COMMENTARY: Northern Ireland needs peace for economic progress

c. 1998 Religion News Service (Andrew M. Greeley is a Roman Catholic priest, best-selling novelist and a sociologist at the University of Chicago National Opinion Research Center. Check out his home page at http://www.agreeley.com or contact him via e-mail at agreel(at)aol.com.) DUBLIN _ Does anyone know where Pfizer makes the key ingredient for its impotence […]

c. 1998 Religion News Service

(Andrew M. Greeley is a Roman Catholic priest, best-selling novelist and a sociologist at the University of Chicago National Opinion Research Center. Check out his home page at http://www.agreeley.com or contact him via e-mail at agreel(at)aol.com.)

DUBLIN _ Does anyone know where Pfizer makes the key ingredient for its impotence drug Viagra?


It is made in a place with the improbable name of Ringsakiddy. I mean, really! And where is that? Well, would you be terribly surprised to learn it is in County Cork?

This fact, however, provides interesting background _ and an economic irony _ to the fighting in Northern Ireland as the Orange Order and its thugish allies try to win in the streets the battle they lost in the referendum on the Good Friday peace agreement.

The astonishing economic success of Ireland _ the Celtic Tiger _ could be replicated in Northern Ireland. But not without peace.

Secretary of Commerce William Daley, visiting Belfast last month, noted that American business knows Northern Ireland is a potentially profitable site for investment. But only after the violence ends.

The riots this week have shot down any possibility of such help this year. For the Protestant Orangemen, religious hatred is more important than economic prosperity.
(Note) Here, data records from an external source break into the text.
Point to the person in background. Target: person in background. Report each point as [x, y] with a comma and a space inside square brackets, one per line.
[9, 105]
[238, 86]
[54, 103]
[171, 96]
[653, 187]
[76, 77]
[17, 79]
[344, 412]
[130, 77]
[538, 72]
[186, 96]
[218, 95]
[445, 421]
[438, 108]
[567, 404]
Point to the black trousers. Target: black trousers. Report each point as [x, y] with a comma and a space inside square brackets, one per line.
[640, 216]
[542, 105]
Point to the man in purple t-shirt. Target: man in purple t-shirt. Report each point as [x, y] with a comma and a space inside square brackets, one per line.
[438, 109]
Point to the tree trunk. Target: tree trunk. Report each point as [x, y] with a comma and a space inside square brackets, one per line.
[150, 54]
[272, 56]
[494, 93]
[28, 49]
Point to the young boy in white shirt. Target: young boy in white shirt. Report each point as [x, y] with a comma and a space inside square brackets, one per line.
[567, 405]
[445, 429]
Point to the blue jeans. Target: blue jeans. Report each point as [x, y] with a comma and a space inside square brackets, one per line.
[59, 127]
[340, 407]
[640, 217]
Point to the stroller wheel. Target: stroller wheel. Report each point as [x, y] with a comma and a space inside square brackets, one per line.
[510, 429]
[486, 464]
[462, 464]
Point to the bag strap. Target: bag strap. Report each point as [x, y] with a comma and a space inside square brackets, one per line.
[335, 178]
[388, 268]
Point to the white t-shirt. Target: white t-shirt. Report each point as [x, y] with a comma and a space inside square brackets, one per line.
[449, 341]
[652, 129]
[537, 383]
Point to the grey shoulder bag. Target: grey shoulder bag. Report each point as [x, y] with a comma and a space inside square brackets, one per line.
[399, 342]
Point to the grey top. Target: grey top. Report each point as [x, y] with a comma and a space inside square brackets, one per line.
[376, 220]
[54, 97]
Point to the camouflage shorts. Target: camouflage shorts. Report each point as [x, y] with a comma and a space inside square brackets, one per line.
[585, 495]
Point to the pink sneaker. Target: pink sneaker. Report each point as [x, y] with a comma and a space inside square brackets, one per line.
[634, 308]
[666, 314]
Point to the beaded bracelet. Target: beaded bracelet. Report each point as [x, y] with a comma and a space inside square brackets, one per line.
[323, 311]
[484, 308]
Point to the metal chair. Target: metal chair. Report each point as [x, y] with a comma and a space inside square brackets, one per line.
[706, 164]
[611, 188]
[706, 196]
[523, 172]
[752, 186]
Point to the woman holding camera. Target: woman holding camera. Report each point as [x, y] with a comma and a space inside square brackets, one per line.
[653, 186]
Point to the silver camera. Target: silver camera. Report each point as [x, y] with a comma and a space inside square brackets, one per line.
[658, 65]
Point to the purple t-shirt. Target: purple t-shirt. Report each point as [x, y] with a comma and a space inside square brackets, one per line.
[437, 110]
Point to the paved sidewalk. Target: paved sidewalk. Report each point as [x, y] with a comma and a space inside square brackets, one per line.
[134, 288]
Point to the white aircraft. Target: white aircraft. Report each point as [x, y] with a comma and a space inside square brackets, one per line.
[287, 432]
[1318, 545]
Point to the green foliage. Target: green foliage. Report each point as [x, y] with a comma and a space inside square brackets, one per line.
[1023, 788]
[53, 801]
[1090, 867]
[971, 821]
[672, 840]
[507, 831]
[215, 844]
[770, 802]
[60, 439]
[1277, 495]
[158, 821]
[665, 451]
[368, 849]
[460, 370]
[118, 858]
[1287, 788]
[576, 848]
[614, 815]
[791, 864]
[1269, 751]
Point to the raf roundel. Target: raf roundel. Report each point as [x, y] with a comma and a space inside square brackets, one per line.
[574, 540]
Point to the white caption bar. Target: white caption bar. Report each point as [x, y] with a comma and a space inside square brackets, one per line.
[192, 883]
Estimates of the economic growth rate in Ireland indicate it will be _ for the second year in a row _ around 12 percent. In the United States we’re happy _ very happy, indeed _ with somewhere between 4 and 5 percent. Ireland’s exports went up by 29 percent and its imports by 30 percent. The export of organic chemicals _ which includes the Viagra ingredient _ increased by 61 percent.

Ireland now has a higher standard of living than Northern Ireland and Great Britain, and a significant tax surplus is expected this year.


Why do foreign companies invest in Ireland? The principal reason is what economists call”human capital”_ well-educated, intelligent and industrious workers.

An even more important dimension of Irish prosperity, however, is the emergence of small- and medium-size companies formed by Irish entrepreneurs who are also well-educated, intelligent and industrious. It used to be that you would have to fight your way through swarms of poets in Dublin. Now you encounter throngs of entrepreneurs.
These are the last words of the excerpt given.